2. The Maisky Diaries: Red Ambassador to the Court of St James's, 1932-1943, 2015; December 1936; 18 April 1937.

3. Ibid. 1 December 1937; 6 August 1938.

4. Butler, Lothian, p. 237 fn.

5. Fox, ‘Propaganda’, pp. 104 – 105.

6. Kim Philby, My Silent War: The Autobiography of a Spy, 2002.

7. Martin to Carey-Foster, 2 November 1951, FCO 158/27 266, The National Archives (TNA).

8. Duff, Time, p. 58; see also Knightly, Phillip, Philby KGB Masterspy, (London, 1998), p. 52; Boyle, Andrew, The Climate of Treason, (London, 1979), p. 146; Macintyre, Ben, Double Cross: The True Story of the D-Day Spies, (London, 2012). p. 43.

9. Peter Padfield, Hess, Hitler & Churchill, (2013), p. 100.

10. War Cabinet Minutes, 22 May 1940. National Archives file CAB 65/7.

 

11. Letter from George Ramsay to Col. Thompson, 20 July 1939. Archibald Maule Ramsay MP. National Archives file KV 2/677.

 

12. Letter from George Ramsay to Col. Thompson, 20 July 1939. Archibald Maule Ramsay MP. National Archives file KV 2/677.

13. This fascist uprising would not, according to MI5’s reports of what Ramsay told Amor, happen spontaneously: instead, it would immediately follow the arrival of Hitler’s troops in Britain. Weekly Summary of Report by Agent “M/Y.” Archibald Maule Ramsay. National Archives file Records of the Security Service KV2/677.

14. MI5 Memorandum (undated). Anna Wolkoff. National Archives file KV 2/841.

15. Report of Agent “M/Y”, 3 May 1940. Archibald Maule Ramsay. National Archives file KV 2/677. 

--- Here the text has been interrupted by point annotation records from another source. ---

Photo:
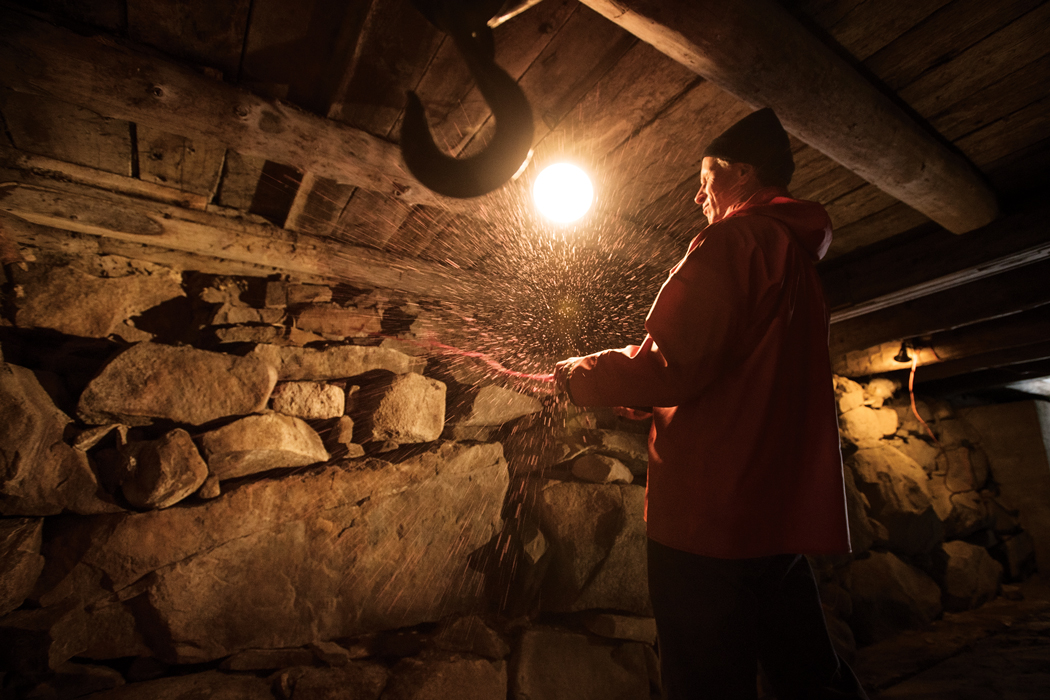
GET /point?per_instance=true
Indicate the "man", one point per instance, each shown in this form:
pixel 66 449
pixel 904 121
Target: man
pixel 744 468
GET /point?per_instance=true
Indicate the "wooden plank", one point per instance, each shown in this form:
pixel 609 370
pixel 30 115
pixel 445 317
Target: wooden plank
pixel 769 59
pixel 669 150
pixel 1010 333
pixel 943 36
pixel 75 208
pixel 873 229
pixel 870 25
pixel 834 184
pixel 393 52
pixel 985 299
pixel 371 219
pixel 857 205
pixel 930 256
pixel 68 242
pixel 987 379
pixel 121 83
pixel 105 14
pixel 642 85
pixel 1010 134
pixel 99 178
pixel 995 101
pixel 202 32
pixel 991 59
pixel 299 45
pixel 66 132
pixel 455 108
pixel 584 49
pixel 240 177
pixel 172 161
pixel 318 204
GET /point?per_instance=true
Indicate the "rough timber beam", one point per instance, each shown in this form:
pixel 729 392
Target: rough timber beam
pixel 756 50
pixel 77 208
pixel 118 82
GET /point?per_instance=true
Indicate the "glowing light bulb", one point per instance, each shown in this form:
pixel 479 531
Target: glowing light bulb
pixel 563 192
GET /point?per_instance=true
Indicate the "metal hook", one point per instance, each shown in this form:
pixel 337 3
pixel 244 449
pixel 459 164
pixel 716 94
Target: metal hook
pixel 506 152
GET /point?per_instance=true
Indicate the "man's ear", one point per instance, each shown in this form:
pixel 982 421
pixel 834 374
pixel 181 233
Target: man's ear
pixel 747 171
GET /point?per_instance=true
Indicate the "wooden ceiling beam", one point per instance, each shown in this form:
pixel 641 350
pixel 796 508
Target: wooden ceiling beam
pixel 995 336
pixel 759 52
pixel 986 299
pixel 122 83
pixel 43 200
pixel 932 262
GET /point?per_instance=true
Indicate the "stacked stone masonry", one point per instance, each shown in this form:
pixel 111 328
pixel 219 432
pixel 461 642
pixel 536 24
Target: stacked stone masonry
pixel 285 485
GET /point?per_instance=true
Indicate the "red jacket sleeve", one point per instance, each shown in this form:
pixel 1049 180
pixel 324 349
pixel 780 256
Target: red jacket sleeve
pixel 695 326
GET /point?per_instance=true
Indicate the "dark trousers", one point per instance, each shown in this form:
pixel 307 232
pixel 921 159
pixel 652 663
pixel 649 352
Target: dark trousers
pixel 717 618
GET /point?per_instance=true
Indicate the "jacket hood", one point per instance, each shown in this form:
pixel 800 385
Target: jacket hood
pixel 807 220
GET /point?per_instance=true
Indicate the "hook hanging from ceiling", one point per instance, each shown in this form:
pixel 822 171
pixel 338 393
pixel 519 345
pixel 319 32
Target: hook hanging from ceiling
pixel 466 22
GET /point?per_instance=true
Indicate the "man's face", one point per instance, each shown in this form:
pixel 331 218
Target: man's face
pixel 722 186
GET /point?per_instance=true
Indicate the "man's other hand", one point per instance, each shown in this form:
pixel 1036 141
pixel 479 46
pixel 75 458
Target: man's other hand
pixel 562 372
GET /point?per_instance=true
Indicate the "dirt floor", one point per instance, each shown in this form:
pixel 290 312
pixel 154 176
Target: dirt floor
pixel 998 652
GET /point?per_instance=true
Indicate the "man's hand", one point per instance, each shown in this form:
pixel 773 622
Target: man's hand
pixel 562 372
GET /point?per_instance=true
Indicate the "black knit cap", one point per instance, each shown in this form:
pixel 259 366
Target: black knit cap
pixel 758 140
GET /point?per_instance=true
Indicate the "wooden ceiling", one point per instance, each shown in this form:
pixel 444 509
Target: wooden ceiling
pixel 179 114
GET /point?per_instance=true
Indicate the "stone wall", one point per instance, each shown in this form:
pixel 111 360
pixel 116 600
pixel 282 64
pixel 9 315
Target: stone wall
pixel 249 487
pixel 266 488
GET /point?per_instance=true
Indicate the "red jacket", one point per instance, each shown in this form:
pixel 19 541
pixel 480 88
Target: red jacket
pixel 743 452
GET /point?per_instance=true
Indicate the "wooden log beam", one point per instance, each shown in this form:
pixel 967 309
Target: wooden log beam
pixel 81 209
pixel 995 336
pixel 986 299
pixel 759 52
pixel 933 261
pixel 122 83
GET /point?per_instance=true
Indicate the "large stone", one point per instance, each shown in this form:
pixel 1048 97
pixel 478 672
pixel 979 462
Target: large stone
pixel 862 533
pixel 150 381
pixel 211 684
pixel 75 302
pixel 470 635
pixel 963 512
pixel 321 554
pixel 230 315
pixel 861 425
pixel 431 678
pixel 260 443
pixel 848 394
pixel 554 664
pixel 971 577
pixel 405 408
pixel 623 627
pixel 602 469
pixel 899 492
pixel 495 405
pixel 355 681
pixel 597 541
pixel 332 320
pixel 39 473
pixel 20 559
pixel 36 640
pixel 309 400
pixel 163 471
pixel 889 596
pixel 336 362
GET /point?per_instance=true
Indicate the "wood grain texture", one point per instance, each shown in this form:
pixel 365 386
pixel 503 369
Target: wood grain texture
pixel 983 300
pixel 99 178
pixel 202 32
pixel 121 83
pixel 66 132
pixel 84 210
pixel 166 158
pixel 774 61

16. Maj. Gen. J.F.C. Fuller: The Cancer of Europe. Fascist Quarterly Vol.2, Iss.1, pp.65-81, London, 1935.

17. Ibid. 

18. Fuller was also a personally-invited guest at the military parade through Berlin to celebrate Hitler’s 50th birthday in April 1939.

19. Hansard, 31 July 1941 Vol. 373 cc1509-10.

20. The leather-bound ledger was finally released to the Wiener Library in London.